Addison, along with his collaborator Richard Steele, helped to shape a post-revolutionary culture of polite manners and moderate religious principles that was compatible with commercial growth. Alchemy, with its veiled heterodoxy and radical social aspirations, was at odds with that culture. As a result, it went into a period of intellectual torpor or decline. Yet it was not discredited or refuted by science. The most direct assault on alchemy during this period was a religious one, made by, of all people, Thomas Tryon, the Behmenist astrologer and advocate of herbal remedies. He stated categorically that “the changing of Forms is forbidden by God's hand,” denied that anybody had ever isolated “the Seed of a Metal,” and described universal medicines as “altogether impossible, and as much to oppose the unalterable law of God.”
54
Tryon had many admirers, but his outright condemnation of alchemy was not typical. The spagyric art was more often quietly laughed at as a waste of time or passed over in silence than countered by argument. It entered the new century in a diminished state, although not a condition of ignominy. It had, after all, stimulated a whole medicinal industry, and parts of it were integrated into university science
curricula, within a discipline that was increasingly called “chymistry.”
55
The art was not dead and, like the “Philosophical Mercury,” it might rise again.

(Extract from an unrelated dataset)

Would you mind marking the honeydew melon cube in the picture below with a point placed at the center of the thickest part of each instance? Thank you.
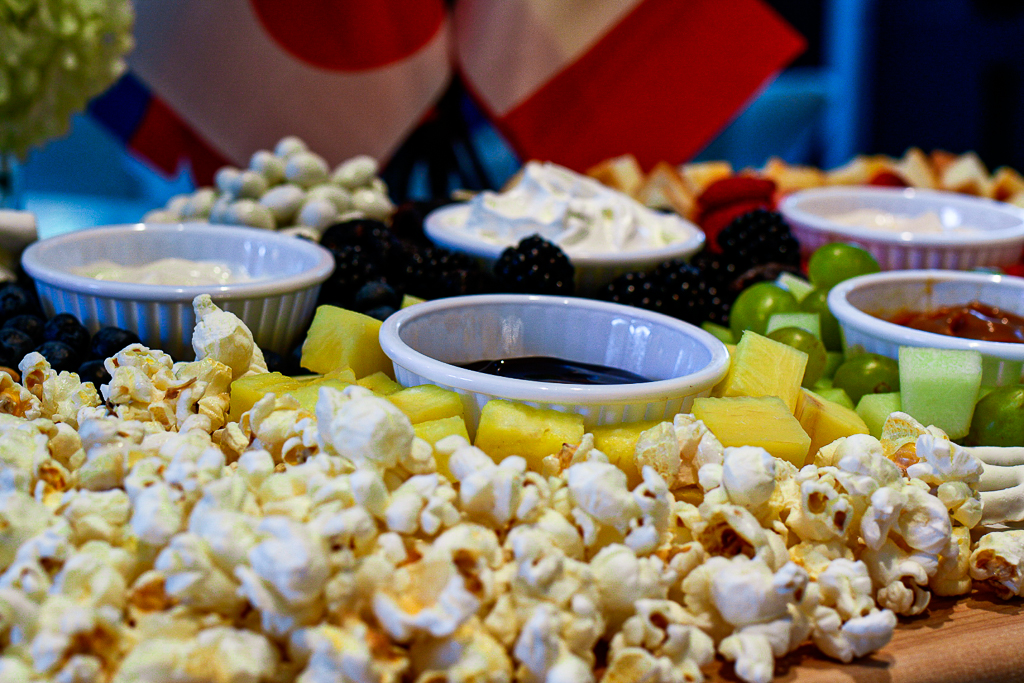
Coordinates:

Astrology Falls from the Heavens

Astrology, already highly commercialized, was less at odds with British culture after the Glorious Revolution. Measured by the number of almanacs published between 1689 and 1715, the celestial art does not appear to have declined at all. This ignores their actual content, however, which by the early 1690s was overwhelmingly tame, repetitive and dull. The Stationers’ Company continued to hold a monopoly on their production and sale, and was more determined than ever to keep their writers from putting anything controversial in print.
56
Overall, there is little reason to disagree with the assessment of historian Bernard Capp, who wrote that, by 1720, the almanac “lacked the vitality and individuality of many of its Tudor and Stuart forebears.”
57
The decline in content began to set in after the Glorious Revolution, when only two almanac writers devoted much attention to the principles of their art: John Partridge and John Gadbury. They were engaged in a bitter conflict with one another over the significance of astrology, which in the end damaged its already shaky intellectual foundations.